Young thinks that the partnership between PER and TIM either prevents a phosphorylation event that causes the instability of PER, or prevents destruction of PER even if its phosphorylated. Either way, says Young, TIM becomes a protector of PER under these conditions.
Young's co-authors on the first paper, "double-time is a novel Drosophila clock gene that regulates PERIOD protein accumulation," are Jeffrey L. Price, Ph.D., formerly of Rockefeller and now at West Virginia University, and Justin Blau, Ph.D., Adrian Rothenfluh, Dipl., Marla Obodeely, B.A., and Brian Kloss, Ph.D., of Rockefeller.
Young's co-authors on the second paper, "The Drosophila clock gene double-time is a protein closely related to human casein kinase Ie," are Kloss, Lino Saez, Ph.D., Blau, Rothenfluh, Cedric S. Wesley, Ph.D., of Rockefeller and Price.
The work was supported by NSF and by the National Institute of General Medical Sciences and the National Institute of Mental Health, both part of the federal government's National Institutes of Health. Blau was supported by the Human Frontier Science Program and Rothenfluh was supported by a Beckman fellowship.
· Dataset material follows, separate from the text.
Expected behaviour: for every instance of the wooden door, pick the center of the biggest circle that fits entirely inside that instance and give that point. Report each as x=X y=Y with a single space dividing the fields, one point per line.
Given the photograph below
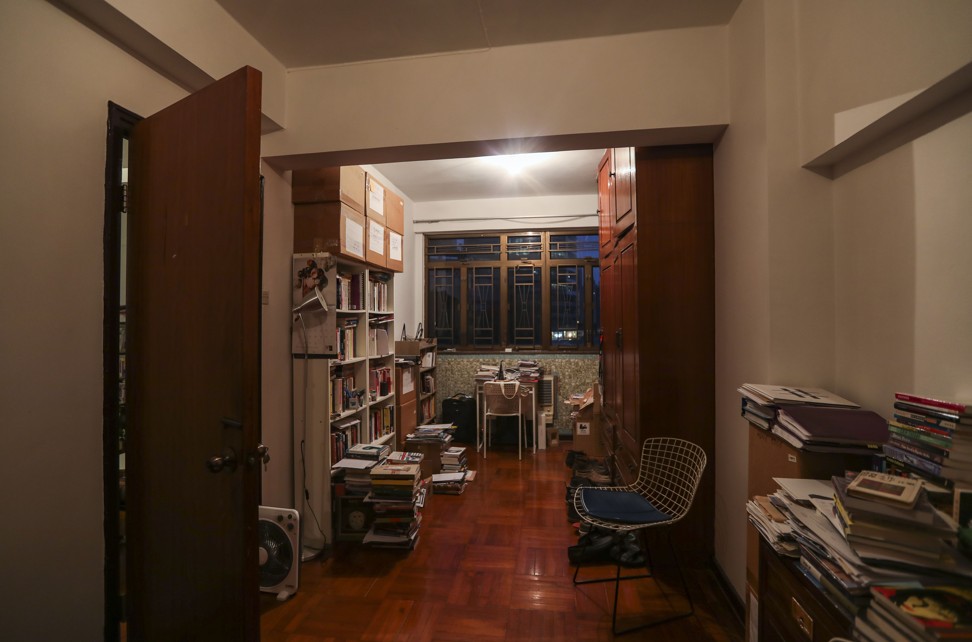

Rockefeller began in 1901 as The Rockefeller Institute for Medical Research, the first U.S. biomedical research center. Rockefeller faculty members have made significant achievements, including the discovery that DNA is the carrier of genetic information and the launching of the scientific field of modern cell biology. The university has ties to 19 Nobel laureates, including the president, Torsten N. Wiesel, M.D., who received the prize in 1981. The university recently created six centers to foster collaborations among scientists to pursue investigations of Alzheimer's disease, of biochemistry and structural biology, of human genetics, of immunology and immune diseases, of sensory neurosciences and of the links between physics and biology.